Paper Information

Journal:   INTERNATIONAL JOURNAL OF FERTILITY AND STERILITY   SUMMER 2012 , Volume 6 , Number SUPPLEMENT 1; Page(s) 140 To 140.
 
Paper: 

PRE-GESTATIONAL DIABETES MELLITUS (PRE-GDM)

 
 
Author(s):  AHMADI J.*
 
* DEPARTMENT OF ENDOCRINOLOGY AND FEMALE INFERTILITY, REPRODUCTIVE BIOMEDICINE RESEARCH CENTER, ROYAN INSTITUTE FOR REPRODUCTIVE BIOMEDICINE, ACECR, TEHRAN, IRAN
 
Abstract: 
Despite progress in diabetes care and treatment, pregnancies in women with either type 1 or, type 2 DM are still associated with poorer outcomes with respect to healthy non diabetic women. Pregestational DM complicates 0.2- 0.6% of pregnancies, 35% had type1 and 66% had type 2 DM. In contrast to GDM, pre GDM is more serious because the potential effects of uncontrolled glycemic levels begins at fertilization and implantation, continue throughout pregnancy and remain as a postpartum threat during breast feeding.
To prevent excess complications in mother and fetus, diabetic care and education must begin before conception.

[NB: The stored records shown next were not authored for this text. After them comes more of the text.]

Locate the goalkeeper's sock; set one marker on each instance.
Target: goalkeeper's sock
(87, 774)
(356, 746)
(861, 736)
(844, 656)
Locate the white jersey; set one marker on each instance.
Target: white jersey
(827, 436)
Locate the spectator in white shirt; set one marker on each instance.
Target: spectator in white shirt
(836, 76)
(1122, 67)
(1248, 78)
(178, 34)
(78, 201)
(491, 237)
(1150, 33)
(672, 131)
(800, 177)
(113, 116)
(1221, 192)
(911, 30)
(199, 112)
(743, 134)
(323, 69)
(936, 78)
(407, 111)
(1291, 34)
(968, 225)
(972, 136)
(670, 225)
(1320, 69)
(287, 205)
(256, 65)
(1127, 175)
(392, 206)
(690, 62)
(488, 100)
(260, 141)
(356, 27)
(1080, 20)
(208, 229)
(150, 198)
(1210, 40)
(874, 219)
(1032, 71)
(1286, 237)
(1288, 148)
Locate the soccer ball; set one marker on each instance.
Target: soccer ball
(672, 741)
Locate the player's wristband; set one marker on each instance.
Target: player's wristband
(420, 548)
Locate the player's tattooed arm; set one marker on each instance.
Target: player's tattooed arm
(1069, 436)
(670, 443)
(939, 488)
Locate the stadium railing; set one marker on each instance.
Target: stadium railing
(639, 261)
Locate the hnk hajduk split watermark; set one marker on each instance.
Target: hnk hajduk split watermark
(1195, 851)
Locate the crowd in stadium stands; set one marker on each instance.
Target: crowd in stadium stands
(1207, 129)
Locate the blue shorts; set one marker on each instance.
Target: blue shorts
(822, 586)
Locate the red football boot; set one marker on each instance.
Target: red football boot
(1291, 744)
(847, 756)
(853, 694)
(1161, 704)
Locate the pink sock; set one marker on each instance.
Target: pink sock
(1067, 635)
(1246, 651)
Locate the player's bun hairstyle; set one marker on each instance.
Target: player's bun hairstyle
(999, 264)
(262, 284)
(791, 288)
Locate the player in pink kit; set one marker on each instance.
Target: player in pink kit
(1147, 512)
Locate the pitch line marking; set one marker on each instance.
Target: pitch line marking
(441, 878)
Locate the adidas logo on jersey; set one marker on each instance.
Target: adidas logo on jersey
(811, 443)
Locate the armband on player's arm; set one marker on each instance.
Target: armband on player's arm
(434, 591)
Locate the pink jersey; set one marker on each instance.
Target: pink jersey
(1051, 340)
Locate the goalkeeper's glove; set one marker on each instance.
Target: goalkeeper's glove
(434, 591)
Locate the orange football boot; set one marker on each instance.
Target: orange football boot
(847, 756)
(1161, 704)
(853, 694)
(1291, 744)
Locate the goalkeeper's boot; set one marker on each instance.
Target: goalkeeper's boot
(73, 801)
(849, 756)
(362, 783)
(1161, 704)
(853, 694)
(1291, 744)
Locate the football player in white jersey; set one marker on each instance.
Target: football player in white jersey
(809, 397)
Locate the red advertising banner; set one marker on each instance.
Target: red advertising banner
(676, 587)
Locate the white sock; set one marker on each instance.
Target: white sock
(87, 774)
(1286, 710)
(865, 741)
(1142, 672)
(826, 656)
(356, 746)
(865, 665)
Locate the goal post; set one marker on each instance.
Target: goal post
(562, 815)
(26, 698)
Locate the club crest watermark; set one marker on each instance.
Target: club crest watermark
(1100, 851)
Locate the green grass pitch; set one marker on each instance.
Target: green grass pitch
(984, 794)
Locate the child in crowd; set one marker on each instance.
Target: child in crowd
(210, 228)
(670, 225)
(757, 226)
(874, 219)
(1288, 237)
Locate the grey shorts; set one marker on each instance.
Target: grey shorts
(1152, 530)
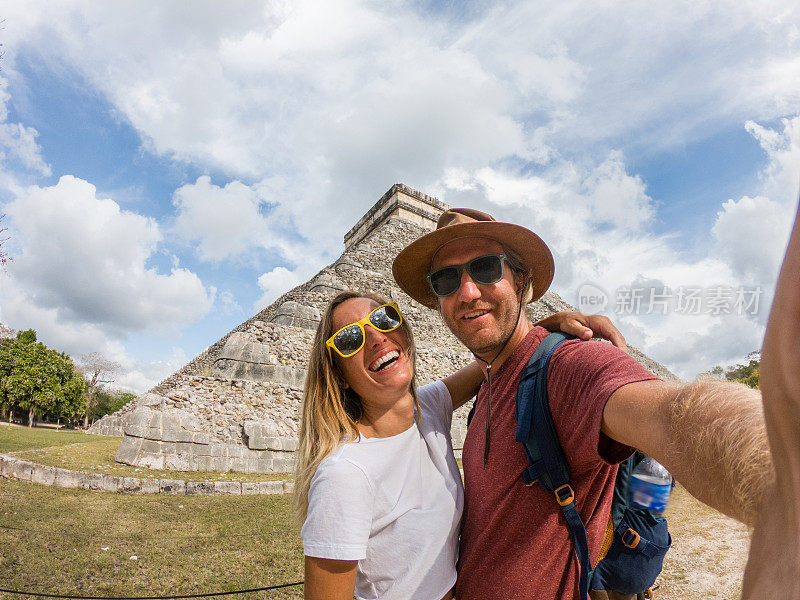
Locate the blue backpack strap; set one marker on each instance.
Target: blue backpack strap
(547, 464)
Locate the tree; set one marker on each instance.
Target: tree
(746, 374)
(108, 402)
(39, 380)
(97, 371)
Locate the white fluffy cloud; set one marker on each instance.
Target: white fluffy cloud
(274, 283)
(224, 221)
(87, 260)
(18, 142)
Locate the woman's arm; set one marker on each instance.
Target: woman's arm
(328, 579)
(584, 327)
(464, 383)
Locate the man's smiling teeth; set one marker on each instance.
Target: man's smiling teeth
(475, 313)
(389, 356)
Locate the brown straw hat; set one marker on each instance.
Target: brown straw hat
(413, 264)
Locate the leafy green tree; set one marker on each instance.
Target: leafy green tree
(39, 380)
(746, 374)
(97, 371)
(107, 402)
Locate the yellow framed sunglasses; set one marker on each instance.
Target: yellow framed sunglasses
(351, 338)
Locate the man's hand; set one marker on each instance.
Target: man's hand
(584, 327)
(773, 568)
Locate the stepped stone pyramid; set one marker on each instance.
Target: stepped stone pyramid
(237, 405)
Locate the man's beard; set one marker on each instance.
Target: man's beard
(506, 325)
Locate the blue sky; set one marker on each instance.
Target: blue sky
(167, 170)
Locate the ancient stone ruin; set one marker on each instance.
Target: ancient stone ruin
(236, 406)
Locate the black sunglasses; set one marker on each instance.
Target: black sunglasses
(485, 270)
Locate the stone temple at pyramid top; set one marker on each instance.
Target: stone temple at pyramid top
(403, 202)
(236, 406)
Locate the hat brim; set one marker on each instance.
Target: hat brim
(412, 265)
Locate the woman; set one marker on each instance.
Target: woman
(377, 485)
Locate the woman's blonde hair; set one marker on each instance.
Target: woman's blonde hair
(330, 410)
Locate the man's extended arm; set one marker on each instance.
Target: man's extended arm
(773, 569)
(709, 434)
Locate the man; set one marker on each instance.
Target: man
(479, 274)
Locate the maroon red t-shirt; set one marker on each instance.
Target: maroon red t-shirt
(514, 540)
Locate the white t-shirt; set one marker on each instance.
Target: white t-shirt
(394, 504)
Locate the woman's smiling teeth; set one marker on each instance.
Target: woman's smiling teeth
(384, 360)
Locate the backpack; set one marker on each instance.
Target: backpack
(636, 539)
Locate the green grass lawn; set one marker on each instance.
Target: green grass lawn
(14, 438)
(95, 453)
(83, 543)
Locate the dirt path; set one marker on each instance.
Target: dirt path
(708, 553)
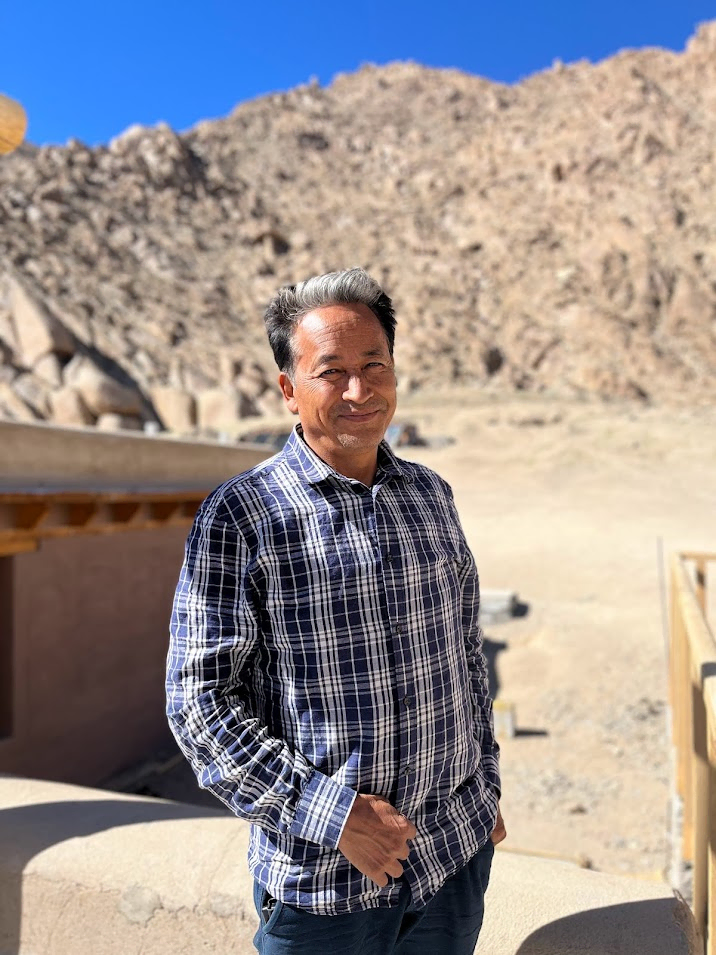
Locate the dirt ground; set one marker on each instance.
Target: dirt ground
(577, 508)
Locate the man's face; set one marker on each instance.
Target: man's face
(343, 384)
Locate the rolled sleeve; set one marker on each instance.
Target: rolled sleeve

This is best accomplished by a multidisciplinary team that includes a diabetologist (internist), an obstetrician familiar with management of high risk pregnancy, diabetes educators including: Nurse, dietitian and social worker and other specialists as deemed necessary.

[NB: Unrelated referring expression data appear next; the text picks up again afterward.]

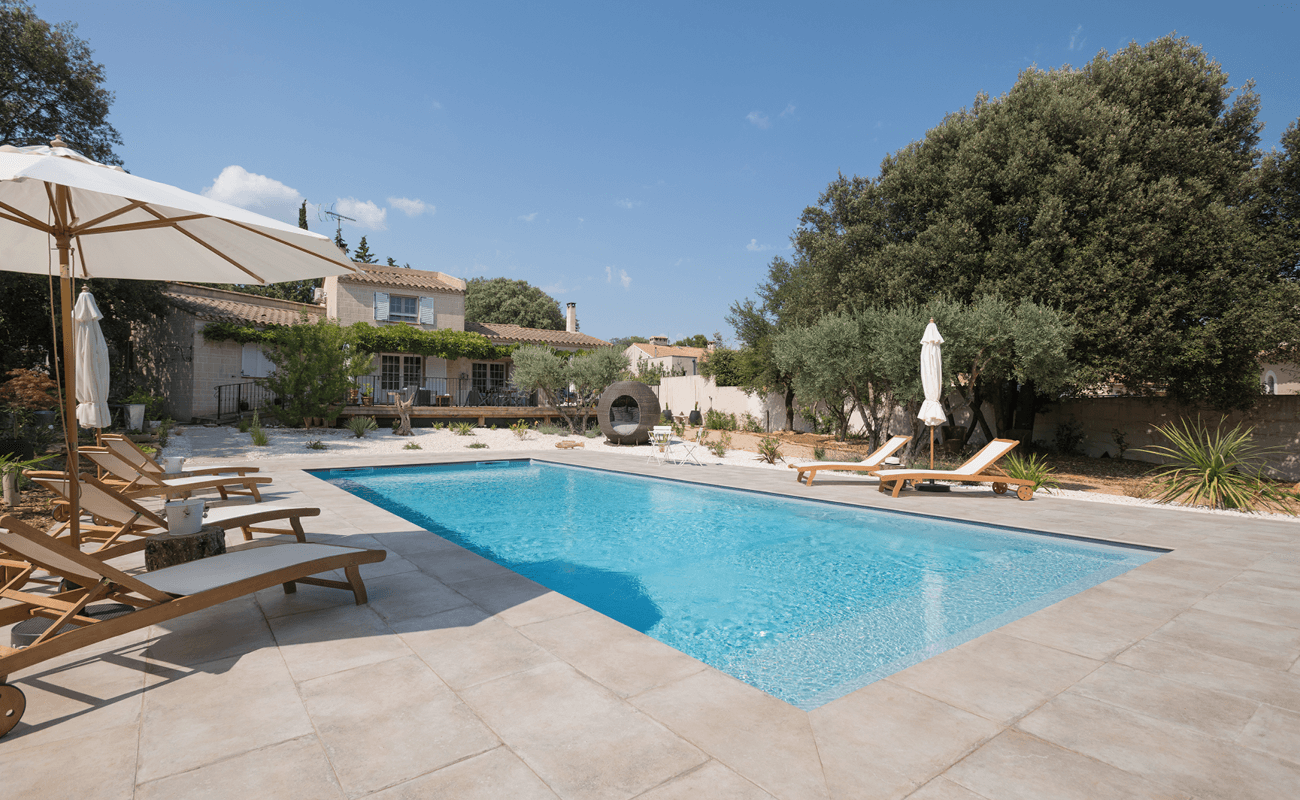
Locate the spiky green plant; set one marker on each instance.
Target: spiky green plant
(1220, 468)
(1032, 467)
(360, 426)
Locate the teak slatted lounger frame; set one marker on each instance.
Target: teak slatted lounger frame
(122, 526)
(134, 483)
(156, 596)
(129, 452)
(974, 470)
(866, 465)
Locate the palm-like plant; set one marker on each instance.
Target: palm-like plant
(1221, 468)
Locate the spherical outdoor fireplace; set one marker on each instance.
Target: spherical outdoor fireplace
(627, 411)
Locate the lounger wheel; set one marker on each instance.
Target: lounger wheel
(13, 703)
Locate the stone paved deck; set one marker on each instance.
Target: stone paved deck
(462, 679)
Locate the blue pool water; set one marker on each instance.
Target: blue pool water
(804, 600)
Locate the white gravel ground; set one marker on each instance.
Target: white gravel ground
(203, 444)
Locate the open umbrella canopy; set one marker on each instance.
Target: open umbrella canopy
(91, 363)
(128, 226)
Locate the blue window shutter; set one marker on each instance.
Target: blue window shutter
(427, 314)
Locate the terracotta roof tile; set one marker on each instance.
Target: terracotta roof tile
(507, 334)
(402, 277)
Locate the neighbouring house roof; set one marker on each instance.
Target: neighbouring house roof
(224, 306)
(508, 334)
(664, 350)
(402, 277)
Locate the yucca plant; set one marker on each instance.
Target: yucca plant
(360, 426)
(1220, 468)
(770, 450)
(1032, 467)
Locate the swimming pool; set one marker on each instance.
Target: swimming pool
(805, 600)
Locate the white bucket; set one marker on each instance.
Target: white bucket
(185, 517)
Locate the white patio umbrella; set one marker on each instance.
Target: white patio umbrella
(91, 363)
(932, 381)
(118, 225)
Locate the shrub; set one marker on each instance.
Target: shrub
(1069, 436)
(770, 450)
(1031, 467)
(719, 448)
(719, 420)
(1222, 468)
(360, 426)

Pregnant women with type 1 and type 2 diabetes should talk with a diabetes nutritionist, to determine their goals for daily calories, carbohydrates, nutritional balance in foods, and timing of eating throughout the day.
The goals of preconception care are: involve and empower the patient in the management of her diabetes, achieve the lowest HbA1C test without excessive hypoglycemia, assure effective contraception until stable and acceptable glycemia is achieved and identify, evaluate and treat long-term diabetes complications such as retinopathy, nephropathy, neuropathy, hypertension and coronary disease.